Jun 22, 2012 , by

## Public Summary Month 3/2012

During February 2012 and March 2012 we created a new formulation for optimal motions that are subject to acceleration constraints. Using this formulation, multiple motions were generated and successfully transferred onto the KUKA robot arm. For this a custom glass holder for the robot was designed and then printed on a RepRap 3D printer. Also we successfully submitted a paper that will present these results at the ICRA 2012 workshop “Industry-Academia collaboration in the ECHORD project: a bridge for European robotic innovation”. We further intend to extend this new formulation so that it will be used in our demonstrator.
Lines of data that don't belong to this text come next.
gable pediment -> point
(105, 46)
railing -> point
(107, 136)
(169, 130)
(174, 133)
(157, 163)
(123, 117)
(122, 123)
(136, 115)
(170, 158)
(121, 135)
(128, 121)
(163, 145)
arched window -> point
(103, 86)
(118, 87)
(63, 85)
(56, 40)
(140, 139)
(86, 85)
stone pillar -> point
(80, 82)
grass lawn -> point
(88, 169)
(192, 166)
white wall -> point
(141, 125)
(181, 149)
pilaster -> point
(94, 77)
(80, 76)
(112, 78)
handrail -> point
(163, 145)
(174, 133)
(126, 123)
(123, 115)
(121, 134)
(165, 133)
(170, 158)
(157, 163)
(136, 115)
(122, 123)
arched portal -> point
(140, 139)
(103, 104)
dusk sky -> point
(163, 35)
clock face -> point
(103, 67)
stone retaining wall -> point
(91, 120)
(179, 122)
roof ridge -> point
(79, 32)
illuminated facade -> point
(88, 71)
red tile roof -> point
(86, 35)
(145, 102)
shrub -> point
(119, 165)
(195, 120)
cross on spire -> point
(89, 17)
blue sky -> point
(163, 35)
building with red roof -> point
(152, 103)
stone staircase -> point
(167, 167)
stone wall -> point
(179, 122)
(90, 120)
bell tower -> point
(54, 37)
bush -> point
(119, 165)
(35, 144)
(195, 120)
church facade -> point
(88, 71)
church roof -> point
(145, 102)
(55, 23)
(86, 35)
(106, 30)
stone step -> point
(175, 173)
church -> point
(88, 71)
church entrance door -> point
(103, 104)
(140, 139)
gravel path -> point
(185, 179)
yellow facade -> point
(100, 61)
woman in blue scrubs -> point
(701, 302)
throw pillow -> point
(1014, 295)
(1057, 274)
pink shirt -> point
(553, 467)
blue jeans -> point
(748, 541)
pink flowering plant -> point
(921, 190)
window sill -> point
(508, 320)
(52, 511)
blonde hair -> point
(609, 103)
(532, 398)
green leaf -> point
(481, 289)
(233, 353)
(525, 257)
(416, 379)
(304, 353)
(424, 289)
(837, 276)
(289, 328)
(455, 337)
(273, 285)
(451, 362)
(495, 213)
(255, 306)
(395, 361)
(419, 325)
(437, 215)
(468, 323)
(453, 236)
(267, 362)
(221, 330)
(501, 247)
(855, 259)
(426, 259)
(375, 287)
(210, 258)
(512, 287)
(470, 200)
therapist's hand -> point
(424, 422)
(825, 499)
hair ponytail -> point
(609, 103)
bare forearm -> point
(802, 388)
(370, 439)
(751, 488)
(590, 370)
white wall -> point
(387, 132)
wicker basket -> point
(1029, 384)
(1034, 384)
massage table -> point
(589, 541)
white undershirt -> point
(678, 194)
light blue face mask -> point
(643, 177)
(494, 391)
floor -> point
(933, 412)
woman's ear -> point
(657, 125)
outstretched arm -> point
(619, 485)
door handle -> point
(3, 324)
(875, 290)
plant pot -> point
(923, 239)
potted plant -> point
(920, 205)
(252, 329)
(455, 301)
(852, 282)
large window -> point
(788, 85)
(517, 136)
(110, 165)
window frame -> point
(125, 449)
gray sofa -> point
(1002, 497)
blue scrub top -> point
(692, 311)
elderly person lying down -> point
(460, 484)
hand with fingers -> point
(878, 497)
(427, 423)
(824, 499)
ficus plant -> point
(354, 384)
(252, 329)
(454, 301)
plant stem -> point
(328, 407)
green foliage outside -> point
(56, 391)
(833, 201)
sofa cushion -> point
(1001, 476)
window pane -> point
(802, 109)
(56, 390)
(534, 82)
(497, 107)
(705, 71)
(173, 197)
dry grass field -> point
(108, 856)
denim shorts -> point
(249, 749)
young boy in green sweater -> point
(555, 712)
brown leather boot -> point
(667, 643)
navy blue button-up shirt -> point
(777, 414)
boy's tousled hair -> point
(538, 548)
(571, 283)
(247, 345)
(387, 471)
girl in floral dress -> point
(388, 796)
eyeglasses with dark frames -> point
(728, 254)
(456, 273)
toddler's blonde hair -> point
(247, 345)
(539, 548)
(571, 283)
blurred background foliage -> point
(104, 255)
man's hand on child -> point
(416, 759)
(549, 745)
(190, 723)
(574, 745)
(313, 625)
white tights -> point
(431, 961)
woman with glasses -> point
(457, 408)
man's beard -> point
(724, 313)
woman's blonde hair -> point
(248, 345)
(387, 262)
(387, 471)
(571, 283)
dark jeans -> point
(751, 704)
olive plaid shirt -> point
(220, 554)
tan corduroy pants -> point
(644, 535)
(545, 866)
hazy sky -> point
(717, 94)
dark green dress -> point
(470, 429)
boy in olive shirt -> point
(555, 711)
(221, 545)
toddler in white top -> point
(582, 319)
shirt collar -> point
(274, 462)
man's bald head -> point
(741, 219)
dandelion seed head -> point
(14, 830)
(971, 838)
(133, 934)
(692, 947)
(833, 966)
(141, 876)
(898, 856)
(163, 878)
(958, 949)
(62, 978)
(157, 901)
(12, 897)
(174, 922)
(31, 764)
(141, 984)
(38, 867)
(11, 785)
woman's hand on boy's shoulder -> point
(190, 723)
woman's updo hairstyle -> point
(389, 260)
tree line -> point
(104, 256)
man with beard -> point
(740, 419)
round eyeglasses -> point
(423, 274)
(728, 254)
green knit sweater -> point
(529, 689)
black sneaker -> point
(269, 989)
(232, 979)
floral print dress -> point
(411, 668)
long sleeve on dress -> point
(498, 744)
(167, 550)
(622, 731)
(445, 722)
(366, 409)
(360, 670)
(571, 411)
During the visit of Antonio El Khoury to Heidelberg University in January / February 2012, we came up with a new idea for a motion optimization for the KUKA arm. Instead of generating motions that are e.g. minimized by torques, we could also minimize the linear acceleration of the gripper of the robot. The application of this would be highly dynamical motions, that allow the robot to move a glass of water very quickly without spilling any water.
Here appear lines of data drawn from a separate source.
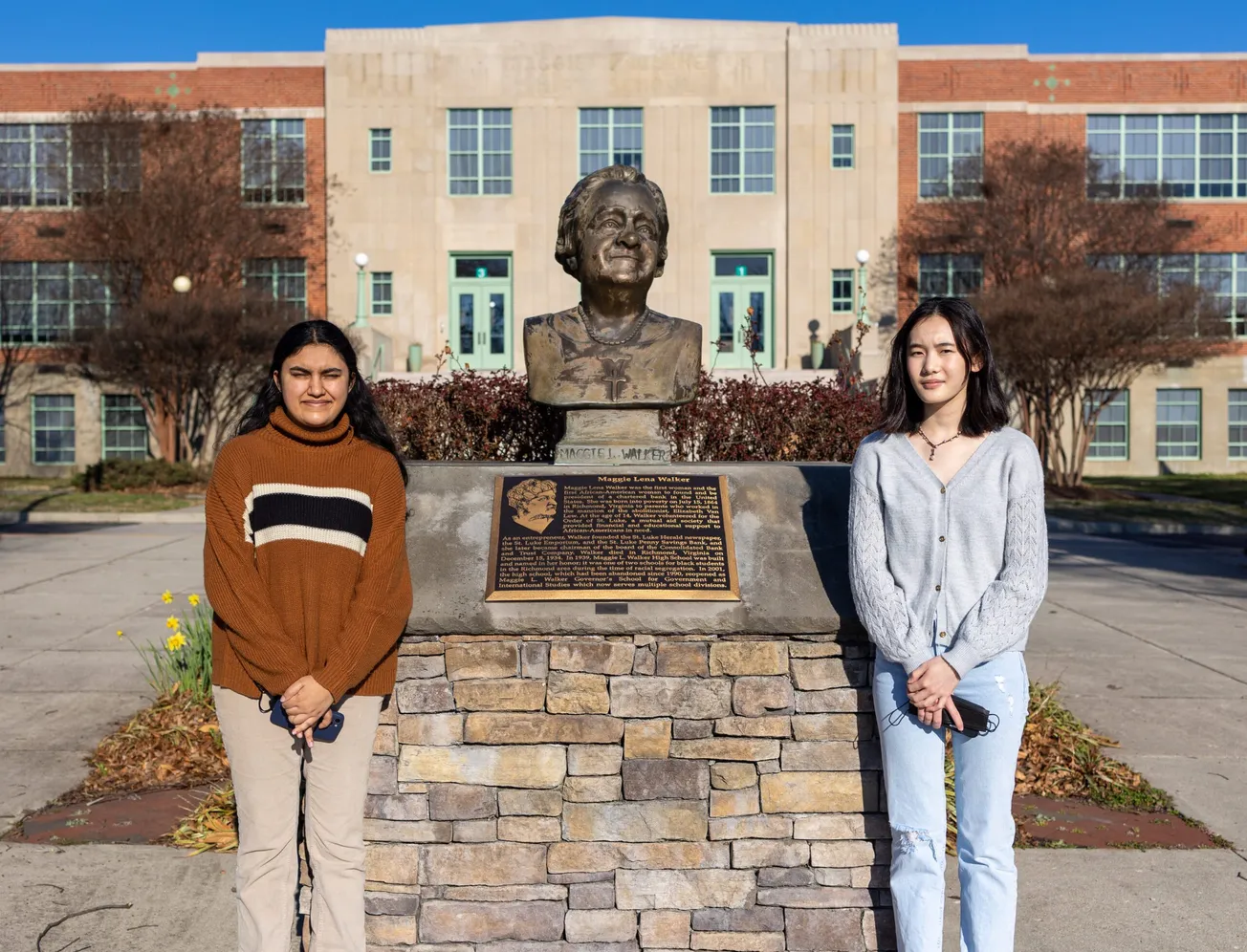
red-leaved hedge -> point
(471, 415)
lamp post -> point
(361, 292)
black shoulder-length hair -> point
(985, 404)
(364, 418)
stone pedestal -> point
(680, 776)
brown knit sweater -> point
(304, 561)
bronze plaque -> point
(611, 537)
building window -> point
(53, 433)
(125, 427)
(949, 275)
(949, 155)
(842, 146)
(742, 148)
(1238, 423)
(273, 161)
(610, 138)
(50, 302)
(1191, 156)
(380, 150)
(480, 152)
(383, 293)
(842, 290)
(283, 279)
(1110, 436)
(1177, 423)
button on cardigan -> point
(969, 557)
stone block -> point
(544, 766)
(671, 697)
(500, 694)
(833, 726)
(733, 776)
(530, 803)
(602, 924)
(733, 803)
(684, 660)
(425, 697)
(529, 829)
(591, 896)
(431, 730)
(635, 821)
(383, 775)
(749, 658)
(397, 807)
(823, 930)
(754, 854)
(665, 928)
(726, 749)
(593, 789)
(405, 832)
(390, 930)
(594, 759)
(835, 701)
(684, 889)
(578, 693)
(475, 830)
(451, 921)
(536, 660)
(775, 725)
(755, 696)
(602, 857)
(819, 792)
(483, 660)
(665, 779)
(646, 739)
(496, 864)
(542, 729)
(421, 665)
(691, 729)
(392, 862)
(739, 941)
(816, 898)
(460, 801)
(758, 826)
(594, 657)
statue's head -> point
(612, 228)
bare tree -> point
(163, 198)
(1070, 291)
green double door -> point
(742, 319)
(480, 311)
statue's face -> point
(619, 242)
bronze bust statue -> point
(610, 350)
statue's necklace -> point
(631, 335)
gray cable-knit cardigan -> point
(963, 565)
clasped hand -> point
(307, 705)
(930, 688)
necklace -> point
(935, 445)
(631, 335)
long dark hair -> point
(985, 404)
(367, 422)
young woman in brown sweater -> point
(306, 566)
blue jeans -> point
(913, 770)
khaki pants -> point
(266, 764)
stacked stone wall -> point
(571, 794)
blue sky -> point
(144, 30)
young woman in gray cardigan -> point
(948, 561)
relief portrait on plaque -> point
(536, 504)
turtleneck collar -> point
(284, 425)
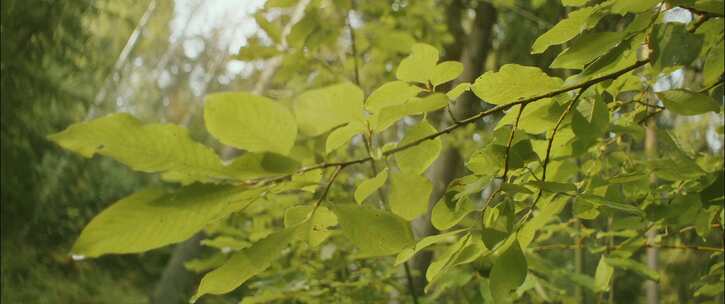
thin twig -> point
(547, 158)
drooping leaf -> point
(370, 185)
(586, 49)
(338, 137)
(317, 228)
(445, 72)
(685, 102)
(419, 65)
(417, 159)
(374, 232)
(409, 194)
(390, 94)
(163, 148)
(245, 264)
(322, 109)
(513, 82)
(577, 22)
(155, 217)
(250, 122)
(509, 270)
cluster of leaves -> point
(559, 143)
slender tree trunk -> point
(476, 47)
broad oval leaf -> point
(685, 102)
(509, 271)
(374, 232)
(514, 82)
(322, 109)
(250, 122)
(245, 264)
(390, 94)
(577, 21)
(154, 218)
(418, 158)
(163, 148)
(409, 194)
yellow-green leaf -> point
(513, 82)
(163, 148)
(245, 264)
(370, 185)
(322, 109)
(373, 231)
(418, 158)
(409, 194)
(566, 29)
(250, 122)
(390, 94)
(155, 217)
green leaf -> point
(623, 7)
(688, 103)
(673, 45)
(538, 117)
(374, 232)
(547, 211)
(409, 194)
(245, 264)
(256, 165)
(389, 115)
(454, 93)
(317, 228)
(509, 270)
(635, 266)
(408, 253)
(154, 218)
(417, 159)
(586, 49)
(714, 64)
(445, 72)
(390, 94)
(322, 109)
(603, 276)
(370, 185)
(513, 82)
(250, 122)
(338, 137)
(419, 65)
(163, 148)
(450, 210)
(577, 22)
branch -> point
(451, 128)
We formulated an optimal-control problem that minimizes the linear accelerations towards the sides of the glass, but still allows for larger accelerations along the longitudinal axis of a glass. This ensures, that the water stays inside the glass. The formulation allows to specify start- and end-postures for which the connecting trajectories are then optimized. To verify the motions on the KUKA arm, we designed a glass holder for the robot. The glass holder is designed such that the glass is not fixed to the robot, instead the glass can still slip out of the holder, if the end-effector accelerates down the vertical axis too fast. This enforces that the motions fulfil the acceleration constraints also for an empty glass of water.

As the results of the acceleration minimization formulation were very promising, we decided to further explore in this direction. So far we can generate optimal trajectories, however there is no collision checking or other path planning. Therefore we want to add obstacles that allow us to use path planning methods to compute initial guesses that are then refined by trajectory optimizations subject to acceleration constraints. Using this formulation in the demonstrator would also be a better example for a combination of the two approaches (trajectory optimization and path planning), as neither one of the two would be suficient to generate such motions.
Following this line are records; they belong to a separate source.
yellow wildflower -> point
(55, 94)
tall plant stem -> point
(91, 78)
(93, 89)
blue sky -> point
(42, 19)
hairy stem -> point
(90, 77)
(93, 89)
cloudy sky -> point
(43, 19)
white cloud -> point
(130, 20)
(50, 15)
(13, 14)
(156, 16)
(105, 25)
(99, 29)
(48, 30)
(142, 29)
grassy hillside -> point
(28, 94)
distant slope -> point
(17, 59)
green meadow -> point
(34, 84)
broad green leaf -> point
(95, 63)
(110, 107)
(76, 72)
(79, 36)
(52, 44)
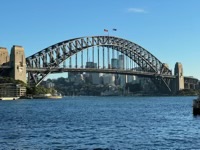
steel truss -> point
(54, 55)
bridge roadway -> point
(94, 70)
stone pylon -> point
(18, 63)
(178, 72)
(4, 56)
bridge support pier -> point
(179, 81)
(18, 63)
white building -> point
(108, 79)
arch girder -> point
(54, 55)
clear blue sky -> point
(168, 29)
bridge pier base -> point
(179, 80)
(18, 63)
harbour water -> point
(99, 123)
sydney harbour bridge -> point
(108, 54)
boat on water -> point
(8, 98)
(196, 106)
(47, 96)
(110, 93)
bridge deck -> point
(94, 70)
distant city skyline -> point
(167, 29)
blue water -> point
(100, 123)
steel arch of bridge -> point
(54, 55)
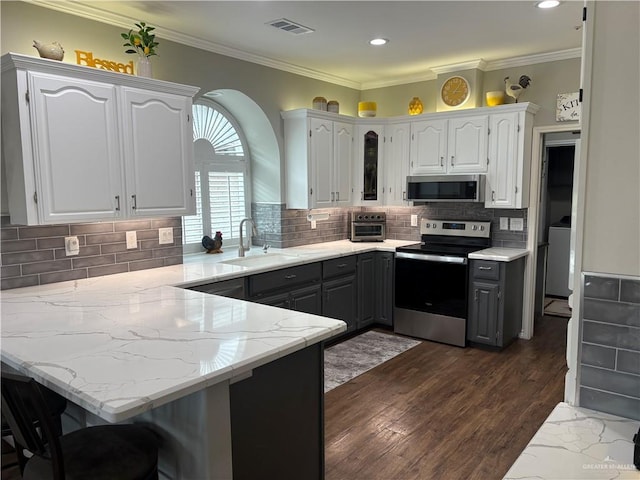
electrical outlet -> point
(165, 235)
(132, 240)
(71, 246)
(517, 224)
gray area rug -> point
(353, 357)
(557, 307)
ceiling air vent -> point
(289, 26)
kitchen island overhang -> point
(126, 351)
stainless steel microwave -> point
(446, 188)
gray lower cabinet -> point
(495, 301)
(366, 289)
(277, 419)
(297, 288)
(384, 287)
(339, 290)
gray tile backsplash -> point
(284, 228)
(36, 255)
(610, 345)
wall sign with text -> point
(568, 107)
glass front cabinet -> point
(368, 167)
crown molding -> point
(98, 15)
(93, 13)
(457, 67)
(423, 77)
(533, 59)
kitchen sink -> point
(263, 260)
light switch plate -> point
(165, 235)
(517, 224)
(132, 240)
(71, 246)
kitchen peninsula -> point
(134, 347)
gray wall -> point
(609, 343)
(271, 90)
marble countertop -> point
(499, 254)
(578, 444)
(122, 344)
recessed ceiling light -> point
(378, 41)
(548, 4)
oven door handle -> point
(425, 257)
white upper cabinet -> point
(467, 144)
(396, 164)
(319, 151)
(491, 141)
(368, 165)
(445, 144)
(82, 144)
(508, 177)
(77, 172)
(429, 147)
(157, 136)
(343, 163)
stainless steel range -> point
(431, 280)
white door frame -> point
(537, 152)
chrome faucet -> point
(242, 248)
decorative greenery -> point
(143, 42)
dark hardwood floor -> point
(439, 412)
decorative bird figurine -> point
(213, 245)
(515, 89)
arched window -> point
(222, 177)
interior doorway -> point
(554, 223)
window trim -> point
(223, 162)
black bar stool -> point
(106, 452)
At LAAS-CNRS the last two months were dedicated to using the MUSCOD-II optimization solver to generate minimum-jerk constrained trajectories. We settled for a minimum-jerk optimization problem where the jerk is the control input of the problem. This allows us to generate smooth motion on the HRP-2 robot, and to compute the objective function without requiring any heavy computation since it directly relates to the controls. The trajectory time is assumed to be fixed for the moment but we plan to minimize as a next step. We set the controls to be piecewise linear functions of time, and we integrate them 3 times to obtain the robot state, namely the configuration, speed and acceleration.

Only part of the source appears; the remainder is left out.